Community Appearance: Opportunities in the Inner City
Originally appears in the Fall 2007 issue
…people who have a lot of opportunity, the affluent, love to hear about this big crisis. Oh my god, global warming, we’re all going to die. For people who have a lot of crisis already, they don’t want to hear about another big crisis. They’ve got sick parents, no health care… they don’t want to hear about it. For people with a bunch of opportunity, you tell them about the crisis. For people with a bunch of crisis, you tell about the opportunities.” — Van Jones, Ella Baker Center for Human Rights1
Imagine 1.2 square miles densely populated by 19,000 people, with few high-rise buildings, little green space, and zoning that allows for industrial businesses in residential areas and adjacent to schools. Now imagine that this community has a higher than average percentage of households with children and the lowest median income and highest high school dropout rate in the state. Picture this town surrounded on three sides by industrial dumping grounds that separate it from some of the wealthier communities in the state and on the fourth side by another densely populated mixed-use underemployed community, and you will begin to understand the urban landscape of Central Falls, Rhode Island. Due to converging social, economic and environmental factors, the mostly Hispanic young people in this urban area are at particular risk.

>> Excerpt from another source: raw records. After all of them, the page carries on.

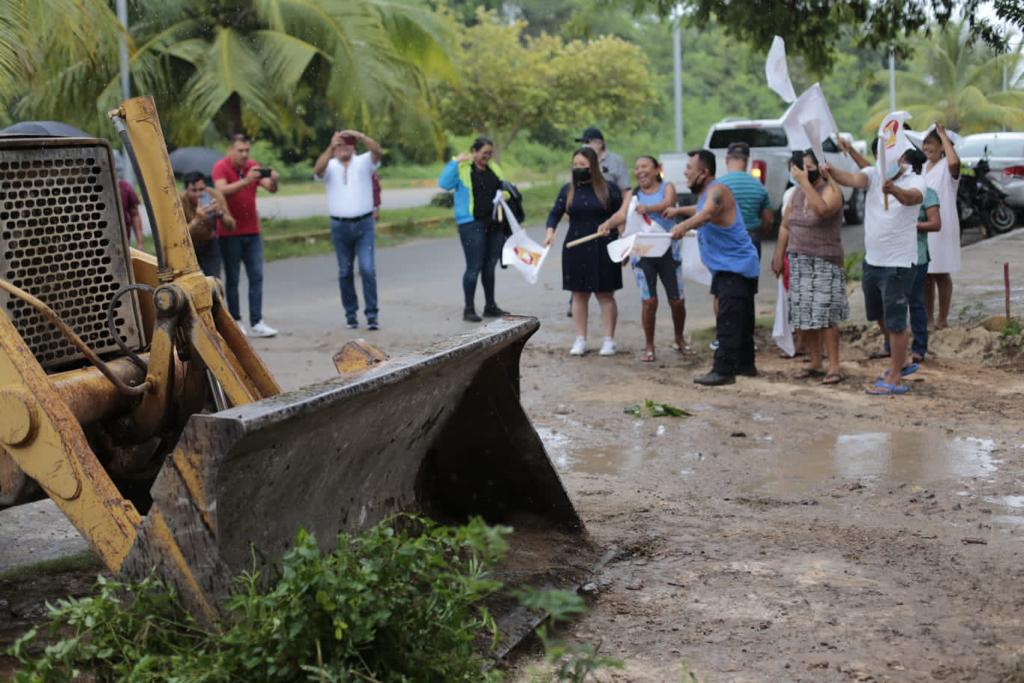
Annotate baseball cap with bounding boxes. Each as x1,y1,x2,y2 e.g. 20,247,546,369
725,142,751,157
575,126,604,142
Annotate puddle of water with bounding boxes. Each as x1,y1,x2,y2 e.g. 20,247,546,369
759,432,995,503
985,496,1024,510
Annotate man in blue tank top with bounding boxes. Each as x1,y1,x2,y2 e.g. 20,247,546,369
672,150,761,386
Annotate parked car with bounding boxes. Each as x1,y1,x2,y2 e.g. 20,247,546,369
705,119,864,224
956,133,1024,213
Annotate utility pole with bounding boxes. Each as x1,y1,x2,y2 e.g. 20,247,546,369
672,10,683,153
117,0,135,183
889,47,896,112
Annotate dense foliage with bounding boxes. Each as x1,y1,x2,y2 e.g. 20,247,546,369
12,517,512,683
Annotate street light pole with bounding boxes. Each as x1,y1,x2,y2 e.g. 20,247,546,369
889,47,896,112
672,7,683,153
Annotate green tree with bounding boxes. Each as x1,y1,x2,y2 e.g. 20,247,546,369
0,0,452,148
437,10,656,153
864,24,1024,134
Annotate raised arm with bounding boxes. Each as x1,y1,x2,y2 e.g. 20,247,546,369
821,164,871,189
935,121,959,180
791,166,843,218
544,183,569,247
771,203,793,278
839,137,870,168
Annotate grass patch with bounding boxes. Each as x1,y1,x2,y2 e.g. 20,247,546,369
7,515,617,683
0,550,103,581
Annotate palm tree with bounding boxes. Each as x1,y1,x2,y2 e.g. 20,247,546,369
0,0,451,142
864,24,1024,134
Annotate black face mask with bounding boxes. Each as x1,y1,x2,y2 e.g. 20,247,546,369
572,168,590,185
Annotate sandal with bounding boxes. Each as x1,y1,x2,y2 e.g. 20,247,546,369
864,380,910,396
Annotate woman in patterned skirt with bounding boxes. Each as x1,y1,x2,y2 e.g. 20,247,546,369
772,150,849,384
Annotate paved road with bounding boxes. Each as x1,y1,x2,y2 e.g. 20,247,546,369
242,226,863,387
256,187,440,218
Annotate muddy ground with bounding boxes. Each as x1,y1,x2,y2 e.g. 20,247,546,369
0,323,1024,681
507,331,1024,681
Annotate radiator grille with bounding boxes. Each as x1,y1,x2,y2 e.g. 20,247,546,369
0,139,142,369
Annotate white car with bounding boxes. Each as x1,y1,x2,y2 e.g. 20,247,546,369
696,119,864,224
956,133,1024,212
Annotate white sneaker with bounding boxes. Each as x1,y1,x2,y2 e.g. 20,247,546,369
250,321,278,337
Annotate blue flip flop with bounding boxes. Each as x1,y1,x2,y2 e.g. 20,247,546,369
864,380,910,396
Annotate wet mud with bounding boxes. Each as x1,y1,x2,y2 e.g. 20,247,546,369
515,340,1024,681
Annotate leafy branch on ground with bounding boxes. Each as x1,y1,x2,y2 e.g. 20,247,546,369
8,515,610,683
623,398,693,418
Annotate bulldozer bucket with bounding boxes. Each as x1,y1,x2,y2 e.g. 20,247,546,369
122,316,583,611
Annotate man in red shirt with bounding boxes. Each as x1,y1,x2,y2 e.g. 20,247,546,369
118,178,142,249
212,133,279,337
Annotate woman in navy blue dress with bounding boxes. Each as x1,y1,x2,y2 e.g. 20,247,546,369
545,146,623,355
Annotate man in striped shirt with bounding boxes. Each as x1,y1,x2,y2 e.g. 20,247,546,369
718,142,775,258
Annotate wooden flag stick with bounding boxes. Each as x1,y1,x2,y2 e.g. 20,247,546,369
565,232,606,249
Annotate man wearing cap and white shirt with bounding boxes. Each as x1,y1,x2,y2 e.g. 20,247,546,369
575,126,630,191
313,130,381,330
823,148,928,396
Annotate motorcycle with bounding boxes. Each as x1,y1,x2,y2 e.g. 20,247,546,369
956,158,1017,238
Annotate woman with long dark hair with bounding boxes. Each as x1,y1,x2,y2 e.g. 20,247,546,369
437,136,506,323
544,146,623,355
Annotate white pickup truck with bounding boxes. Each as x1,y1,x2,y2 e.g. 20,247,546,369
662,119,864,224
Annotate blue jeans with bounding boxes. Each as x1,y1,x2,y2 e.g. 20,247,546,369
196,238,221,280
331,216,377,323
459,220,505,308
217,234,263,326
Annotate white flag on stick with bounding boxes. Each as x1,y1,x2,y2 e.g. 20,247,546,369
782,83,839,151
495,190,551,285
879,112,911,179
765,36,797,104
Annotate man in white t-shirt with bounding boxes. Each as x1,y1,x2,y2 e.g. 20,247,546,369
826,149,927,395
313,130,381,330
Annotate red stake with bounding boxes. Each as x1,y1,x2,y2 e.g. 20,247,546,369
1002,262,1010,323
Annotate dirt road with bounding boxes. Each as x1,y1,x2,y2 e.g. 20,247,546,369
509,327,1024,681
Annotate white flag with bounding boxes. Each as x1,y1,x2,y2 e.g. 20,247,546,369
682,233,714,287
782,83,839,152
495,190,551,285
879,112,911,179
607,235,672,263
765,36,797,103
771,278,797,358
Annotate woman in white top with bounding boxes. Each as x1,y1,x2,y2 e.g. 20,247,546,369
922,123,961,330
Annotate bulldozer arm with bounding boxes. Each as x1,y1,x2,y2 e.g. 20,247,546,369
123,318,583,609
0,97,583,617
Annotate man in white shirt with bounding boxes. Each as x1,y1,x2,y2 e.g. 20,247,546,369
313,130,381,330
827,147,927,395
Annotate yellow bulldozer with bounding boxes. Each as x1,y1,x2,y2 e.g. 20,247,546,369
0,97,583,616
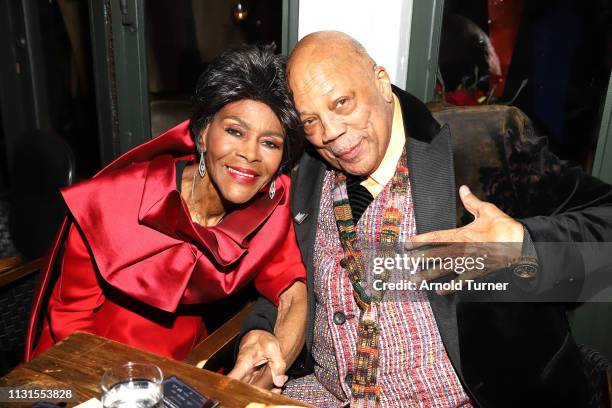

Was there any hope for an environment-based after-school program here, I wondered, or is environmental education really just for suburban kids who have the luxury to care? As middle and high school students poured into the lunchroom after school, I wondered if it was possible to help connect these kids to their “place,” to the natural world, to the resources they depend upon for life. My 12-week contract was to spend two and a half hours each Friday afternoon helping 12 to 15 students to develop as environmental leaders. What I learned was that urban landscapes can provide city kids rich opportunities to connect with the world around them in ways that inspire pride in their community as well as a desire to improve it. I also learned that students in voluntary after-school programs can be motivated by the same tools and methods that produce higher-order thinking, environmental consciousness and civic engagement in the classroom; that freed from some of the standards and testing constraints of the classroom, such programs can provide unique opportunities for highly engaged transformative learning.